Thermal conductivity of CdCr$_{2}$Se$_{4}$ ferromagnet at low temperatures: role of grain boundaries and porosity

TL;DR

This study investigates the low-temperature thermal conductivity of the ferromagnetic insulator CdCr$_{2}$Se$_{4}$, revealing the distinct roles of magnons and phonons, and how grain boundaries and porosity influence heat transport.

Contribution

It provides experimental validation of magnon specific heat and thermal conductivity models in a ferromagnetic insulator without electron or nuclear interference.

Findings

Magnon specific heat varies as T^{3/2} at low temperatures.

Magnon thermal conductivity scales as T^{2}.

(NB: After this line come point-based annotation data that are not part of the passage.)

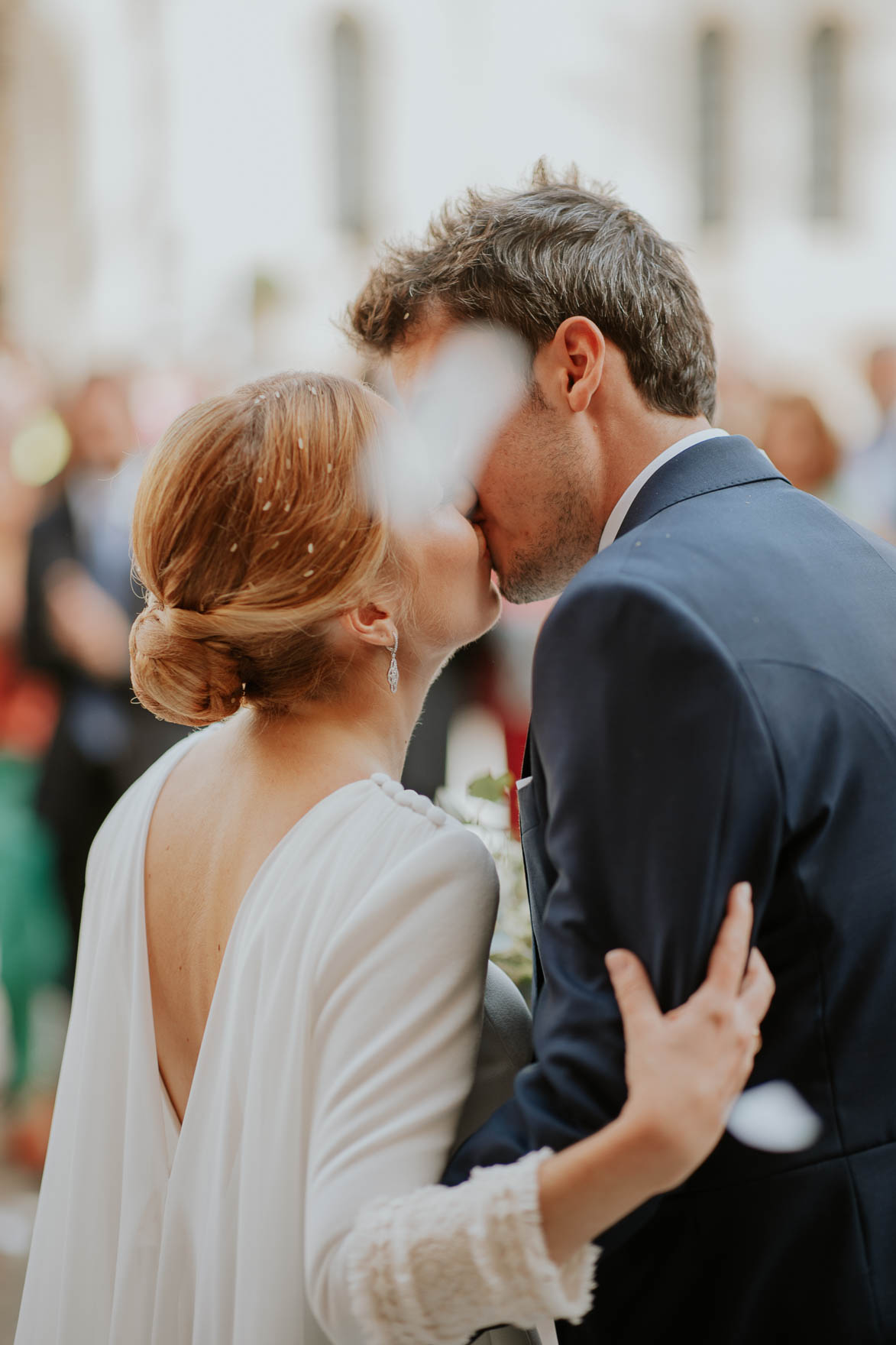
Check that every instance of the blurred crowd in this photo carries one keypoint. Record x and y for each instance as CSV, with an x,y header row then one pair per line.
x,y
73,737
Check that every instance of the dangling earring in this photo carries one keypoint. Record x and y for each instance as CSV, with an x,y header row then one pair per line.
x,y
393,667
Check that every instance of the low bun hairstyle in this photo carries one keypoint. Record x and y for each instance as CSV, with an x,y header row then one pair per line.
x,y
252,527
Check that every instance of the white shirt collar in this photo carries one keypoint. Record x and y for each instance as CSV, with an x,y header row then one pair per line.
x,y
627,498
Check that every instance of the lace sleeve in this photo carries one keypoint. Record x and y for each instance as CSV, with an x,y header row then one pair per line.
x,y
443,1263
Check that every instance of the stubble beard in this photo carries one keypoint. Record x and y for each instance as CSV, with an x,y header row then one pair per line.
x,y
568,543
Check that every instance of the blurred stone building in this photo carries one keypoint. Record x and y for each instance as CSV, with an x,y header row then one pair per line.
x,y
201,182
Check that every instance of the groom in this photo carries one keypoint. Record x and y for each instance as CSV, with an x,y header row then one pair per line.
x,y
713,698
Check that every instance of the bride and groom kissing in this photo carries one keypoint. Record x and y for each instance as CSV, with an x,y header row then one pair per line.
x,y
283,952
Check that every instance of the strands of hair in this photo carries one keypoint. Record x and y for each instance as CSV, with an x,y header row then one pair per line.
x,y
530,258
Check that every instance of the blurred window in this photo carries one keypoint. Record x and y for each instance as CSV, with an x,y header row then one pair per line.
x,y
825,74
349,77
712,124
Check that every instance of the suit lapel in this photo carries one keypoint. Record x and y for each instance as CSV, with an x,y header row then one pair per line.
x,y
710,465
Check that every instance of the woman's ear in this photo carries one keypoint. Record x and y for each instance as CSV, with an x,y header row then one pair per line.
x,y
370,624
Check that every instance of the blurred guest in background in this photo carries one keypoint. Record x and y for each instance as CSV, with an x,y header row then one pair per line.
x,y
34,936
801,446
79,608
869,481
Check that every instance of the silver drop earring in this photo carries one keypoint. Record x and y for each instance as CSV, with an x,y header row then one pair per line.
x,y
393,667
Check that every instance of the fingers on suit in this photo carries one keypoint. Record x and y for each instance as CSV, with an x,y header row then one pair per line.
x,y
728,959
758,987
632,989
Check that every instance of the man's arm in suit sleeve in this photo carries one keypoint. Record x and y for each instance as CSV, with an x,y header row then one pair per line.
x,y
661,792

Phonon thermal conductivity exhibits a T^{2.3} dependence, deviating from T^{3}.

Abstract

It is unambiguously demonstrated that the low temperature magnon specific heat in a ferromagnet varies as T$^{3/2}$ and the magnon thermal conductivity, due to T$^{1/2}$ - dependent effective velocity of magnons, as T$^{2}$. The confirmation of these model comportments is based on the experimental study of chalcospinel CdCr$_{2}$Se$_{4}$, which represents relatively rare example of a ferromagnetic insulator (T$_{C}$ = 130 K) without undesirable masking contributions of the itinerant electron excitations and nuclear specific heat that both make impossible to conclusively unveil the role of magnons. The ratio of the magnon to lattice specific heat is found to reach 87:13 at 2 K and is in accordance with predictions based on the spin-wave stiffness D = 33.5 meVA$^{2}$ and Debye temperature ${\theta}_{D}$ = 237 K. On the other hand, the ratio of the magnon to phonon thermal conductivity reaching 27:73 at 2 K is much lower than expected for standard model of the grain boundary limited transport. This suggests that mean free paths for long-wavelength magnon/phonon heat carriers are largely different - shorter than the grain size (of 1${\mu}$m) for magnons and longer than grain size for phonons. The phonon dominated low temperature thermal conductivity exhibits, moreover, a T$^{2.3}$ temperature dependence instead of the standard predicted model in T$^{3}$. The relevant scattering mechanisms, both the phonon frequency independent and dependent ones, are discussed in detail.